Class: Google::Cloud::Bigquery::Dataset
- Inherits:
-
Object
- Object
- Google::Cloud::Bigquery::Dataset
- Defined in:
- lib/google/cloud/bigquery/dataset.rb,
lib/google/cloud/bigquery/dataset/list.rb,
lib/google/cloud/bigquery/dataset/access.rb
Overview
Dataset
Represents a Dataset. A dataset is a grouping mechanism that holds zero or more tables. Datasets are the lowest level unit of access control; you cannot control access at the table level.
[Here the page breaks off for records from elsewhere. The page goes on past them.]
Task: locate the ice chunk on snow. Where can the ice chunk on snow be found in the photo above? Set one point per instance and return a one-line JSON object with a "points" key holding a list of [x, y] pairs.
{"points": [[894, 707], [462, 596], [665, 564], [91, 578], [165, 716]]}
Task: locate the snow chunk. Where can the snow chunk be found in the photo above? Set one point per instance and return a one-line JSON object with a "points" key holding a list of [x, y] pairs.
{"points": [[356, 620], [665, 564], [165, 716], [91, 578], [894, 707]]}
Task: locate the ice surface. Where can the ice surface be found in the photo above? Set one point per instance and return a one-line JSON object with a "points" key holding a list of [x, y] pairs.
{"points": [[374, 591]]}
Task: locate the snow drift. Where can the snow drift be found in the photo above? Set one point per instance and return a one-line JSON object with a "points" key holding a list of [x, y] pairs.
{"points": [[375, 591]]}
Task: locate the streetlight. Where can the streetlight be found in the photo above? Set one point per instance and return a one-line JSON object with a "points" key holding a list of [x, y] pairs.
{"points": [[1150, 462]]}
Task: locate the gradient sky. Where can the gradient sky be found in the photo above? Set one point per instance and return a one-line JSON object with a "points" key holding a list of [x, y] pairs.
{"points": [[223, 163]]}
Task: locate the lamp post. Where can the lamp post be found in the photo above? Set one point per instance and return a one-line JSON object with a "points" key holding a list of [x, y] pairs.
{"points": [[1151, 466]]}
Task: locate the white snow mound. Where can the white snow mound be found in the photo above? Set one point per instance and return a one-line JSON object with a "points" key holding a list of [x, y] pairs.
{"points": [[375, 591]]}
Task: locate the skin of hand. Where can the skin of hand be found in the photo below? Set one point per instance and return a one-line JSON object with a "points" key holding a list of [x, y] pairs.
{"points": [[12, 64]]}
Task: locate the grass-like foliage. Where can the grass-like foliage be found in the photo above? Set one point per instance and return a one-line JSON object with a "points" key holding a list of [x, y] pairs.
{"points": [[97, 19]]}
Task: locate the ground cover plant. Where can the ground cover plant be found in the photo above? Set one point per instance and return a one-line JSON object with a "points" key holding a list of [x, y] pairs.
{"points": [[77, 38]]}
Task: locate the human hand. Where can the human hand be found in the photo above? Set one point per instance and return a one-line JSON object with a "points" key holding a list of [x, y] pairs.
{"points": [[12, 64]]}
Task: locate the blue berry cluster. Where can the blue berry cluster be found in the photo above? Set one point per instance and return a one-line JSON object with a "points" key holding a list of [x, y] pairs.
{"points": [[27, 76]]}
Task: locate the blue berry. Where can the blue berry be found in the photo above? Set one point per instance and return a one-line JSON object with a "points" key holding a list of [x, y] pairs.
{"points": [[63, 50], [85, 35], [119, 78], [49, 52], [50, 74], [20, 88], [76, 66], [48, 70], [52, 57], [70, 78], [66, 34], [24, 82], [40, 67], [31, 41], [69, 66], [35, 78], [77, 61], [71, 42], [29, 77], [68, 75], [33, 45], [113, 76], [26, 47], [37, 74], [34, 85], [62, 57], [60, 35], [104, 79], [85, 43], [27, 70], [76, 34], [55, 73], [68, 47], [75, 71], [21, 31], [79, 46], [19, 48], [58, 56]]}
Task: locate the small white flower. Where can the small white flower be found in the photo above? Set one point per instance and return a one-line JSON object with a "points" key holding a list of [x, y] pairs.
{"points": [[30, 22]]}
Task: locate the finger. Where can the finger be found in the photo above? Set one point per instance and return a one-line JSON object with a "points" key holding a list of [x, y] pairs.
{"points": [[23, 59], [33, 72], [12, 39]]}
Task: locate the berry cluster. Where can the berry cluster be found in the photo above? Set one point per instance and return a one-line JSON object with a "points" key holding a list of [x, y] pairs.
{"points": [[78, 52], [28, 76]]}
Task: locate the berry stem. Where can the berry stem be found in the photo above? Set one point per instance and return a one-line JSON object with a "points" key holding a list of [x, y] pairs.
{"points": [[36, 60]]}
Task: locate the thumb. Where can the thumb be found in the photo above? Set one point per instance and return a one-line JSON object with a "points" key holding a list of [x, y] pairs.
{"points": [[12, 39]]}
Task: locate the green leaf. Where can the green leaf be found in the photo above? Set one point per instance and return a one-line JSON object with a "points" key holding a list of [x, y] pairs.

A dataset is contained within a specific project.
Direct Known Subclasses
Defined Under Namespace
Classes: Access, List, Updater
Attributes collapse
-
#access {|access| ... } ⇒ Google::Cloud::Bigquery::Dataset::Access
Retrieves the access rules for a Dataset.
-
#api_url ⇒ String
A URL that can be used to access the dataset using the REST API.
-
#created_at ⇒ Time?
The time when this dataset was created.
-
#dataset_id ⇒ String
A unique ID for this dataset, without the project name.
-
#default_expiration ⇒ Integer
The default lifetime of all tables in the dataset, in milliseconds.
-
#default_expiration=(new_default_expiration) ⇒ Object
Updates the default lifetime of all tables in the dataset, in milliseconds.
-
#description ⇒ String
A user-friendly description of the dataset.
-
#description=(new_description) ⇒ Object
Updates the user-friendly description of the dataset.
-
#etag ⇒ String
The ETag hash of the dataset.
-
#labels ⇒ Hash<String, String>
A hash of user-provided labels associated with this dataset.
-
#labels=(labels) ⇒ Object
Updates the hash of user-provided labels associated with this dataset.
-
#location ⇒ String
The geographic location where the dataset should reside.
-
#modified_at ⇒ Time?
The date when this dataset or any of its tables was last modified.
-
#name ⇒ String
A descriptive name for the dataset.
-
#name=(new_name) ⇒ Object
Updates the descriptive name for the dataset.
-
#project_id ⇒ String
The ID of the project containing this dataset.
Lifecycle collapse
-
#delete(force: nil) ⇒ Boolean
Permanently deletes the dataset.
Table collapse
-
#create_table(table_id, name: nil, description: nil) {|table| ... } ⇒ Google::Cloud::Bigquery::Table
Creates a new table.
-
#create_view(table_id, query, name: nil, description: nil, standard_sql: nil, legacy_sql: nil, udfs: nil) ⇒ Google::Cloud::Bigquery::View
Creates a new view table from the given query.
-
#table(table_id) ⇒ Google::Cloud::Bigquery::Table, ...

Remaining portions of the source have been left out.